PathCo-LatticE: Pathology-Constrained Lattice-Of Experts Framework for Fully-supervised Few-Shot Cardiac MRI Segmentation
This addresses the challenge of zero-shot generalization in medical imaging for clinicians and researchers, offering a novel approach that reduces reliance on labeled data while being incremental in its integration of synthetic supervision.
The paper tackled the problem of data scarcity in cardiac MRI segmentation by proposing a fully supervised few-shot learning framework that uses pathology-guided synthetic supervision, achieving a 4.2-11% Dice improvement over state-of-the-art methods with only 7 labeled anchors and approaching fully supervised performance with 19 anchors.

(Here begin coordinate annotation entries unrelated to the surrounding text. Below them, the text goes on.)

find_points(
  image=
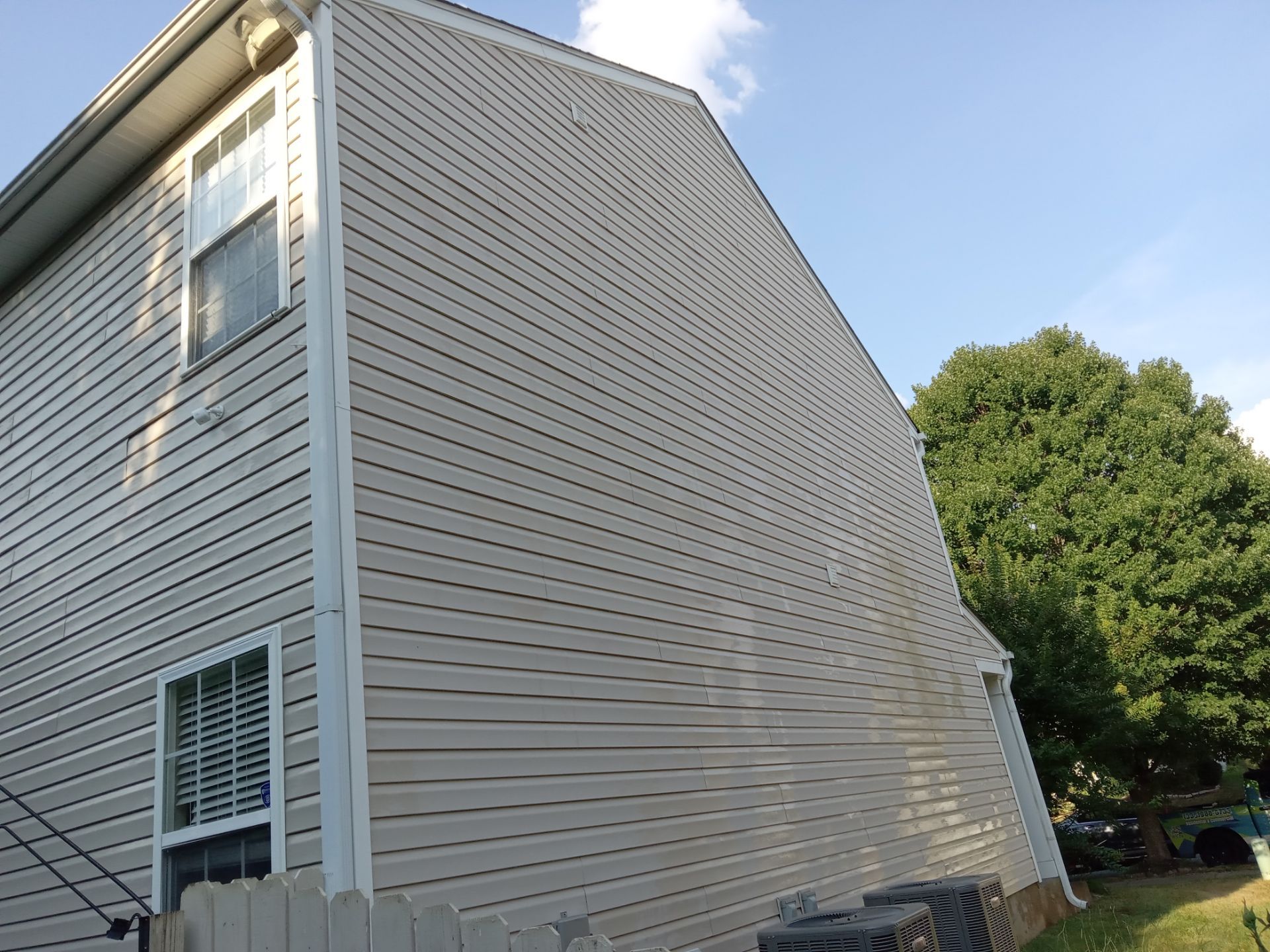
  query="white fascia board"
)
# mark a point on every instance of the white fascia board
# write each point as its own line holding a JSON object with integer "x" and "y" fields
{"x": 977, "y": 623}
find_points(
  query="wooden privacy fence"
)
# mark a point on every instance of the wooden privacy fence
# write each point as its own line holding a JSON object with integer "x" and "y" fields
{"x": 291, "y": 913}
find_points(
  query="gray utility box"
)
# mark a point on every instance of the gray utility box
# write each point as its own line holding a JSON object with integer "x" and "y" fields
{"x": 907, "y": 928}
{"x": 969, "y": 912}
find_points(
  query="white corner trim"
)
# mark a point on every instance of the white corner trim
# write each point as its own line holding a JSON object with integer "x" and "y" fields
{"x": 277, "y": 809}
{"x": 999, "y": 677}
{"x": 345, "y": 804}
{"x": 332, "y": 210}
{"x": 474, "y": 24}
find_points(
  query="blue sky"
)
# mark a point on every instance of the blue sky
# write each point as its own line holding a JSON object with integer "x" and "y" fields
{"x": 954, "y": 172}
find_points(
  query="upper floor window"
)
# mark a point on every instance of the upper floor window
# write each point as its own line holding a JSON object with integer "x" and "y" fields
{"x": 235, "y": 225}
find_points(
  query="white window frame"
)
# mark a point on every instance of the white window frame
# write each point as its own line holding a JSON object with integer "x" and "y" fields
{"x": 281, "y": 194}
{"x": 273, "y": 814}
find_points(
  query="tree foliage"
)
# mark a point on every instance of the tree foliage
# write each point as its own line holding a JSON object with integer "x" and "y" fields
{"x": 1115, "y": 534}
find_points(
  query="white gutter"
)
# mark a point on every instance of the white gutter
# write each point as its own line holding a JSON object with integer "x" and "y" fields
{"x": 1034, "y": 783}
{"x": 346, "y": 843}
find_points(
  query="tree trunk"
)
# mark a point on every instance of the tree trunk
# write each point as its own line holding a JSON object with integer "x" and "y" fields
{"x": 1159, "y": 856}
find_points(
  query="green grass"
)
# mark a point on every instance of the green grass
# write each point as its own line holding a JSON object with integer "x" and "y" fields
{"x": 1191, "y": 913}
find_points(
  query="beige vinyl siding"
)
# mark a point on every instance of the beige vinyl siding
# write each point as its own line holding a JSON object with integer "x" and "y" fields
{"x": 607, "y": 433}
{"x": 131, "y": 539}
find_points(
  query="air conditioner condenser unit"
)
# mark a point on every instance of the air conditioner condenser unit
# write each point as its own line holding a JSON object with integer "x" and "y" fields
{"x": 969, "y": 912}
{"x": 893, "y": 928}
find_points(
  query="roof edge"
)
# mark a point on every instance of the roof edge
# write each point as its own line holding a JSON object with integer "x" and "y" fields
{"x": 462, "y": 19}
{"x": 155, "y": 60}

Few-shot learning (FSL) mitigates data scarcity in cardiac MRI segmentation but typically relies on semi-supervised techniques sensitive to domain shifts and validation bias, restricting zero-shot generalizability. We propose PathCo-LatticE, a fully supervised FSL framework that replaces unlabeled data with pathology-guided synthetic supervision. First, our Virtual Patient Engine models continuous latent disease trajectories from sparse clinical anchors, using generative modeling to synthesize physiologically plausible, fully labeled 3D cohorts. Second, Self-Reinforcing Interleaved Validation (SIV) provides a leakage-free protocol that evaluates models online with progressively challenging synthetic samples, eliminating the need for real validation data. Finally, a dynamic Lattice-of-Experts (LoE) organizes specialized networks within a pathology-aware topology and activates the most relevant experts per input, enabling robust zero-shot generalization to unseen data without target-domain fine-tuning. We evaluated PathCo-LatticE in a strict out-of-distribution (OOD) setting, deriving all anchors and severity statistics from a single-source domain (ACDC) and performing zero-shot testing on the multi-center, multi-vendor M&Ms dataset. PathCo-LatticE outperforms four state-of-the-art FSL methods by 4.2-11% Dice starting from only 7 labeled anchors, and approaches fully supervised performance (within 1% Dice) with only 19 labeled anchors. The method shows superior harmonization across four vendors and generalization to unseen pathologies. [Code will be made publicly available].